Frustrated in its attempt to curb hospital spending by congressional act, the Carter administration plans new moves to curb hospital construction.
A White House memorandum approved by President Carter calls empty hospital beds throughout the country "a major contributor" to inflated health spending and one whose control could, in time, help ease the patient's bill.
Hospitals include the costs of financing new building, expansion and equipment as part of their charges, though they seldom are identified on a patient's bill.
Hospital capital expenditures approved by state health planning agencies totaled $4.8 billion in 1979, Nathan Stark, undersecretary of health and human services, told a health planners's meeting yesterday.
Federal, state and local health planning guidelines helped reduce that amount from the 1978 total of $5.5 billion, Stark said. Yet, he added, the 1979 figure is "substantially above the $3 billion limit" the administration sought with cost-control legislation that has foundered in Congress since 1977.
A White House official said yesterday that the administration plans to use a mix of new regulations, executive orders and legislation to attack what it views as excess hospital construction.

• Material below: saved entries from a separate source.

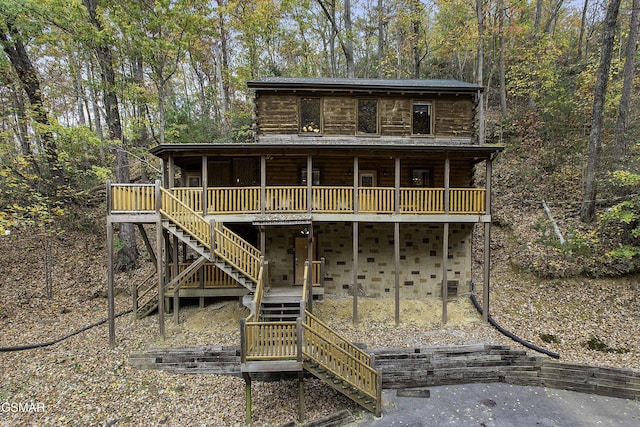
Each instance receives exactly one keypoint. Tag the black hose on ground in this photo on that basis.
(56, 341)
(513, 337)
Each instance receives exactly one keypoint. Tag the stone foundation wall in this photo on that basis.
(420, 258)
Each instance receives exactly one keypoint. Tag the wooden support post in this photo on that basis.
(110, 274)
(301, 397)
(356, 183)
(396, 256)
(172, 173)
(168, 253)
(263, 184)
(486, 271)
(147, 243)
(487, 243)
(109, 198)
(159, 270)
(447, 189)
(212, 229)
(309, 185)
(201, 281)
(205, 185)
(445, 259)
(355, 272)
(176, 272)
(397, 186)
(247, 394)
(165, 173)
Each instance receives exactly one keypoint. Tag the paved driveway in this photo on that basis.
(502, 405)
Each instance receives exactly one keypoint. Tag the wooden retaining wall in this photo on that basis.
(429, 366)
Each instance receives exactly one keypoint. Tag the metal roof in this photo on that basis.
(333, 84)
(251, 149)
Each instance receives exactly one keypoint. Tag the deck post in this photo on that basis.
(172, 173)
(247, 394)
(487, 243)
(355, 272)
(301, 397)
(109, 195)
(159, 270)
(263, 184)
(299, 341)
(447, 189)
(112, 325)
(309, 185)
(176, 272)
(396, 261)
(397, 186)
(445, 259)
(212, 228)
(205, 185)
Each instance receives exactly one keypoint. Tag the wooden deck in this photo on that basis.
(143, 199)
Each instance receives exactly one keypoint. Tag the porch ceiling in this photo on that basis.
(327, 147)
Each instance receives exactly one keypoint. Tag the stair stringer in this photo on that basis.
(323, 372)
(346, 389)
(202, 250)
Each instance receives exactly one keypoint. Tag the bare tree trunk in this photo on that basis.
(222, 54)
(16, 51)
(127, 256)
(502, 67)
(380, 40)
(583, 23)
(588, 209)
(415, 28)
(622, 121)
(348, 51)
(480, 72)
(538, 17)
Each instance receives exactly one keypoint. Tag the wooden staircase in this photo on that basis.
(212, 241)
(272, 341)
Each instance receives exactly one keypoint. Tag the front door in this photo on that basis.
(301, 254)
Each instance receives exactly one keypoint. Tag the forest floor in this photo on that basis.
(81, 381)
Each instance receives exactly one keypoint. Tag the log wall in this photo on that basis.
(453, 116)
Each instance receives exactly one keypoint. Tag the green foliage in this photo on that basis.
(621, 224)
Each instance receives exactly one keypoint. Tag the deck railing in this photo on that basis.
(237, 252)
(186, 218)
(135, 198)
(132, 197)
(232, 200)
(209, 277)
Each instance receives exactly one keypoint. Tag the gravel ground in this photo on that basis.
(80, 381)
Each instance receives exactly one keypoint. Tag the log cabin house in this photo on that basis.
(351, 187)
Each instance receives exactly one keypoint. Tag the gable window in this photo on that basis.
(367, 116)
(315, 174)
(421, 178)
(310, 115)
(422, 115)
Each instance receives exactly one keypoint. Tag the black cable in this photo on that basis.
(512, 336)
(56, 341)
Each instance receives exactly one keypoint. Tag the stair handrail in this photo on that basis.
(337, 339)
(346, 362)
(259, 292)
(304, 300)
(245, 258)
(181, 214)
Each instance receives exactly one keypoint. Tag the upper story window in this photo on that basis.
(310, 120)
(422, 118)
(367, 116)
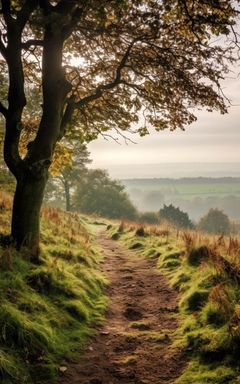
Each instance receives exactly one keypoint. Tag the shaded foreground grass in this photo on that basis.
(47, 310)
(206, 273)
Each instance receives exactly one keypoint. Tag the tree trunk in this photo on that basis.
(67, 196)
(26, 213)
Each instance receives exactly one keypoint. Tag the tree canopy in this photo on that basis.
(100, 65)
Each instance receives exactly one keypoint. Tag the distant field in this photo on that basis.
(187, 188)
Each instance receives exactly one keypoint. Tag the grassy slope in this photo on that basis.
(46, 310)
(206, 272)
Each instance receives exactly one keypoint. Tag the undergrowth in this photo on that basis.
(206, 272)
(47, 311)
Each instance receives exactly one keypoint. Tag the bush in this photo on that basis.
(216, 222)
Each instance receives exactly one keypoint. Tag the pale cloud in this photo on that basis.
(213, 138)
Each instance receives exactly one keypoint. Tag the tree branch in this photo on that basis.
(2, 47)
(35, 42)
(27, 9)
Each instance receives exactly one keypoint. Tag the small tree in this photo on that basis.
(97, 193)
(215, 221)
(149, 217)
(63, 181)
(175, 216)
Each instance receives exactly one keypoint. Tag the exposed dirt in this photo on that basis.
(134, 345)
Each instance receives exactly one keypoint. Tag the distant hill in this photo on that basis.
(193, 195)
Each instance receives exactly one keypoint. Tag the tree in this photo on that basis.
(64, 179)
(215, 221)
(98, 194)
(175, 216)
(100, 64)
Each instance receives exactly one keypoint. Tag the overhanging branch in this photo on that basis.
(106, 87)
(34, 42)
(3, 110)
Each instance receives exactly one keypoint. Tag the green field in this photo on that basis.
(187, 188)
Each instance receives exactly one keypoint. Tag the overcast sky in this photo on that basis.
(213, 138)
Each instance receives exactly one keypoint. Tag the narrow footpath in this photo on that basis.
(134, 345)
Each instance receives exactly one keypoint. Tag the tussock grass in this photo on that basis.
(206, 272)
(47, 311)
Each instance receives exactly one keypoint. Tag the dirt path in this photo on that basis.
(134, 345)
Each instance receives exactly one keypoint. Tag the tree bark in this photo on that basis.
(26, 213)
(67, 196)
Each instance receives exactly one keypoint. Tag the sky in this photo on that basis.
(214, 138)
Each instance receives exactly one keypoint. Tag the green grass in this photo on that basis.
(48, 311)
(209, 312)
(186, 189)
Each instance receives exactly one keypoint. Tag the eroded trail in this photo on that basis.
(134, 345)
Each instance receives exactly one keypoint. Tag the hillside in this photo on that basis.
(47, 311)
(172, 301)
(206, 274)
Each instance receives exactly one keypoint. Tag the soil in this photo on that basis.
(135, 343)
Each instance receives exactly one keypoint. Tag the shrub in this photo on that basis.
(175, 216)
(149, 217)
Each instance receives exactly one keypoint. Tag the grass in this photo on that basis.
(206, 272)
(48, 311)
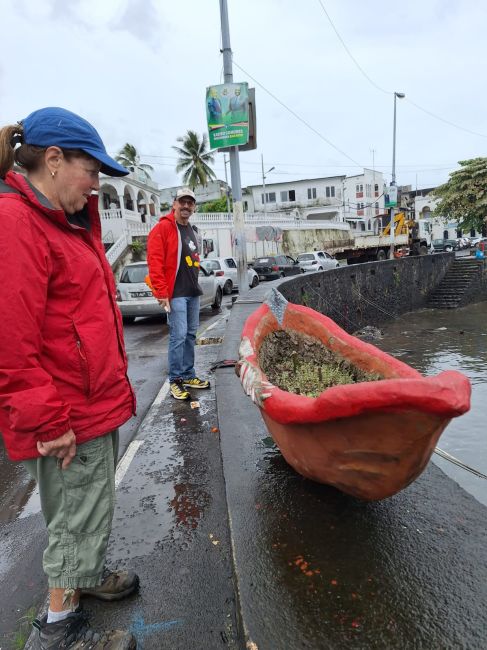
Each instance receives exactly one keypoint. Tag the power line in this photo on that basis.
(371, 81)
(456, 126)
(298, 117)
(388, 92)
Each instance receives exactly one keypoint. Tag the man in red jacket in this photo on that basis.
(64, 389)
(174, 264)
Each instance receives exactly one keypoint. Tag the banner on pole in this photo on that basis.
(390, 196)
(227, 114)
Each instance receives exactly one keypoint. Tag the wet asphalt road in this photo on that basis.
(313, 568)
(22, 534)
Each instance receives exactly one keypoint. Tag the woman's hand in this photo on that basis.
(165, 303)
(63, 447)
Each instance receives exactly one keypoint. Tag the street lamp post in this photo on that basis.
(225, 161)
(238, 214)
(263, 182)
(393, 178)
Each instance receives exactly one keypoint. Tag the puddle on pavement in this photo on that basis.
(164, 496)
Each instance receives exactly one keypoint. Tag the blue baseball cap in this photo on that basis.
(57, 127)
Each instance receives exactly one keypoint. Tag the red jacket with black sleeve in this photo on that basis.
(62, 358)
(163, 256)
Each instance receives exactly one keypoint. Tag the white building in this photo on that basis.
(311, 198)
(128, 205)
(363, 200)
(355, 199)
(212, 191)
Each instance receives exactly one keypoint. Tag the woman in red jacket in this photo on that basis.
(64, 389)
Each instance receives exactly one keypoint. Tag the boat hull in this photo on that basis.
(369, 440)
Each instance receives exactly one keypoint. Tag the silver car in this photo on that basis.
(317, 261)
(135, 298)
(226, 268)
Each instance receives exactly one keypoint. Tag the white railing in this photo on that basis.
(138, 228)
(217, 220)
(118, 213)
(118, 248)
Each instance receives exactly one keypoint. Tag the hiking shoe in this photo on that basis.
(74, 633)
(194, 382)
(115, 585)
(178, 391)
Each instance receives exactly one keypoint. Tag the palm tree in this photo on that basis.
(129, 158)
(194, 158)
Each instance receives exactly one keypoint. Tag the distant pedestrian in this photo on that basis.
(64, 389)
(174, 264)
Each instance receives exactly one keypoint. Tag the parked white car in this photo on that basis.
(226, 268)
(317, 261)
(135, 298)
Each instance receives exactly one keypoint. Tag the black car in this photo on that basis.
(277, 266)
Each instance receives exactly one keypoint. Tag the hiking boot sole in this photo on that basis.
(197, 387)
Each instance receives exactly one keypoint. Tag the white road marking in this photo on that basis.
(161, 394)
(125, 461)
(210, 327)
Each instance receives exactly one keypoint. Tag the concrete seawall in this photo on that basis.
(368, 294)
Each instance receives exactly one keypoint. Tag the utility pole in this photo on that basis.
(238, 215)
(393, 179)
(225, 162)
(264, 174)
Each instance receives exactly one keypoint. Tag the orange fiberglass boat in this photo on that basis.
(368, 439)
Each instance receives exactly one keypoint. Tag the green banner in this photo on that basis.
(227, 114)
(390, 196)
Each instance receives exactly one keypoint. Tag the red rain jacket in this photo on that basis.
(62, 358)
(163, 256)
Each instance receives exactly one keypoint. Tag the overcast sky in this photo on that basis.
(138, 70)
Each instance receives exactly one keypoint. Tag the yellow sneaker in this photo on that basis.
(194, 382)
(178, 391)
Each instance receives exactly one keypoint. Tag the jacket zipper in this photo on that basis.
(85, 369)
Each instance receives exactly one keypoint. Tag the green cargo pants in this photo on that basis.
(77, 504)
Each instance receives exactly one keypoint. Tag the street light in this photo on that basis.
(393, 179)
(264, 175)
(226, 181)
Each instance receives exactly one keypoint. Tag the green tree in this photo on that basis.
(194, 159)
(130, 159)
(464, 197)
(218, 205)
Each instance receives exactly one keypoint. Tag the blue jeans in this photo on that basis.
(183, 321)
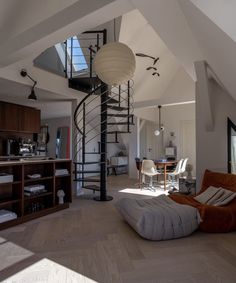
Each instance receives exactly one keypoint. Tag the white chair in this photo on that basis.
(149, 169)
(183, 167)
(176, 172)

"There are a lot of agencies involved, and all the details aren't complete yet," he said. Among them, he reported, will be trimming the billions of dollars in federal Medicare and Medicaid payments to eliminate any reimbursement for unneeded "capital costs." This could include interest and principal on hospitals' building debts, and their set-asides for depreciation in parts of the country where no new building is needed.
Also among measures will be some to limit federal grants, loans and loan guarantees for new building or expansion, and actions to discourage state and local tax-exempt bond issues to finance unneeded building.
The administration also will try to limit construction of new federal facilities, mainly veterans hospitals.
This may be one of the most controversial proposals. But all of the moves may be fought by one interest or another, including veterans groups, hospitals and their associations, doctors, local governments, the banking, lending and bond industries and others.
"There may be opposition," the White House official said. "But we think there will also be substantial support. A lot of people -- business, labor, health insurance companies, all the people worried about health costs -- are wondering why we don't have better mechanisms to control costs."
He said the administration does not see the new actions as a substitute for hospital cost-control legislation. Controls on hospital capital could take years to have a significant effect, he said.
Other officials have said that congressional inaction on cost-control forces them to look at many new ways of regulating costs.
Stark told the American Health Planning Association in San Francisco that "the department has under consideration several proposals which would make substantial changes in the Medicare-Medicaid system."